Back to Redisearch

RediSearch Numeric Tree Tools

sbin/numeric_tree/README.md

99.99.999.2 KB
Original Source

RediSearch Numeric Tree Tools

This directory contains Python scripts for generating, testing, parsing, and visualizing numeric indexes in RediSearch, specifically designed to test iterator performance improvements and analyze tree structures.

Scripts Overview

1. generate_numeric_trees.py

Generates 3 numeric indexes with 2 fields each, using different value insertion orders to test how insertion patterns affect tree structure and iterator performance.
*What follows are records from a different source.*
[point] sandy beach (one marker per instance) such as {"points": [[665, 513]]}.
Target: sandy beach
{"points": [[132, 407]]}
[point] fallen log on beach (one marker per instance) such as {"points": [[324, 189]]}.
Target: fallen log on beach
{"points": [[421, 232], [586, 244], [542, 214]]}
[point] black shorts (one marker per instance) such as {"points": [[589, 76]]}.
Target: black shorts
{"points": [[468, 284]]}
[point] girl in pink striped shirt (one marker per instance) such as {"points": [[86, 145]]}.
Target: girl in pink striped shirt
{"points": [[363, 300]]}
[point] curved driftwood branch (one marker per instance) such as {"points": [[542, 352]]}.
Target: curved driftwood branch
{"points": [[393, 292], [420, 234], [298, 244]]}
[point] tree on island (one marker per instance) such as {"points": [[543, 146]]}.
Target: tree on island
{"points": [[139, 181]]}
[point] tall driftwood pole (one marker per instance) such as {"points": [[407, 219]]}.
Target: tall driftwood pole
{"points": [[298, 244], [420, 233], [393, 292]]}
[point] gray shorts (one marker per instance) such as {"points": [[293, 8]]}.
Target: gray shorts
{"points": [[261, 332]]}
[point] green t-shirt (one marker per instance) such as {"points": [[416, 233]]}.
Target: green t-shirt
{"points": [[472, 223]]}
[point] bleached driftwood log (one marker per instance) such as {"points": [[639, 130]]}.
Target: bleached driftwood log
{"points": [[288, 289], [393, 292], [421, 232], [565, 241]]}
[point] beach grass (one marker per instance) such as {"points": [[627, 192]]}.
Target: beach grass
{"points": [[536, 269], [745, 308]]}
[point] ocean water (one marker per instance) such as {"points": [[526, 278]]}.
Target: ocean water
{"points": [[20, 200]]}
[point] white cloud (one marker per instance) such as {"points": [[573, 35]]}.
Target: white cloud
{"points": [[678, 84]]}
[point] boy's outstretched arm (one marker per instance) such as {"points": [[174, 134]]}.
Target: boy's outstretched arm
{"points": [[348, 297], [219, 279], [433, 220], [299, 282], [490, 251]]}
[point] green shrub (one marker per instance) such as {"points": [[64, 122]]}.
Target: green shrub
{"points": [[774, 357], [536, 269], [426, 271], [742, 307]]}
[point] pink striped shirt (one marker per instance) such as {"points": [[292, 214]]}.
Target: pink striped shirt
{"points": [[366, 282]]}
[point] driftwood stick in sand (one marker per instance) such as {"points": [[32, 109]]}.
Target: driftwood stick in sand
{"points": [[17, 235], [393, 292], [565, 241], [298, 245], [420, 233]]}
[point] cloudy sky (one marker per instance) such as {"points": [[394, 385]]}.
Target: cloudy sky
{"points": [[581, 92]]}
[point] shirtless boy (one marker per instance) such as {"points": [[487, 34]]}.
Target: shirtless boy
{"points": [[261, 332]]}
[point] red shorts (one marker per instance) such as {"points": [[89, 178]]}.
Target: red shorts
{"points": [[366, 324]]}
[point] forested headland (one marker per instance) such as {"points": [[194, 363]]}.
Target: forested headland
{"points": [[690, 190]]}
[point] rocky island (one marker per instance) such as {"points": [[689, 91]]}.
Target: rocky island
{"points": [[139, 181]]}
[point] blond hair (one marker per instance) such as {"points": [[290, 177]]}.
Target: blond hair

2. benchmark_numeric_tree.py

Benchmarks numeric queries against the generated indexes to evaluate iterator performance across different tree structures.

3. parse_numeric_tree.py

Parses RediSearch numeric tree dump files and converts them to JSON format for analysis.

4. visualize_numeric_tree.py

Creates interactive visualizations of parsed numeric trees using Plotly.

Installation

bash
# Install Python dependencies for all tools
pip install -r requirements.txt

# For visualization tools, also install:
pip install plotly networkx

# Ensure Redis with RediSearch is running (for generation/testing tools)
redis-server --loadmodule /path/to/redisearch.so

Usage Examples

A. Data Generation & Testing (NEW Tools)

Basic Generation

bash
# Generate 3 indexes with different insertion orders (10K base docs, sparse size 100)
./generate_numeric_trees.py --docs-per-index 10000 --sparse-size 100

# Generate with smaller dataset for quick testing
./generate_numeric_trees.py --docs-per-index 1000 --sparse-size 50

# Generate with larger sparse size for more extreme sparsing effect
./generate_numeric_trees.py --docs-per-index 5000 --sparse-size 200

# Clean up existing indexes before creating new ones
./generate_numeric_trees.py --docs-per-index 10000 --sparse-size 100 --cleanup

Testing Performance

bash
# Run benchmark tests on all 3 indexes
./benchmark_numeric_tree.py --iterations 100

# Run benchmark with specific parameters
./benchmark_numeric_tree.py --iterations 50 --range-size 100

# Run benchmark with custom settings
./benchmark_numeric_tree.py --iterations 200

B. Tree Analysis & Visualization (EXISTING Tools)

Parse Tree Dump Files

bash
# Parse a RediSearch numeric tree dump file
./parse_numeric_tree.py dump_numidxtree.txt tree.json

# Fast parsing mode (disable assertions for large files)
./parse_numeric_tree.py dump_numidxtree.txt tree.json --fast

Visualize Parsed Trees

bash
# Create interactive visualization
./visualize_numeric_tree.py tree.json

# Create visualization with custom spacing
./visualize_numeric_tree.py tree.json 3.0

# Show tree information only (no visualization)
./visualize_numeric_tree.py tree.json info

Insertion Order Patterns

The script creates 3 indexes with identical data but different insertion orders:

1. Sequential Index (numeric_idx_sequential)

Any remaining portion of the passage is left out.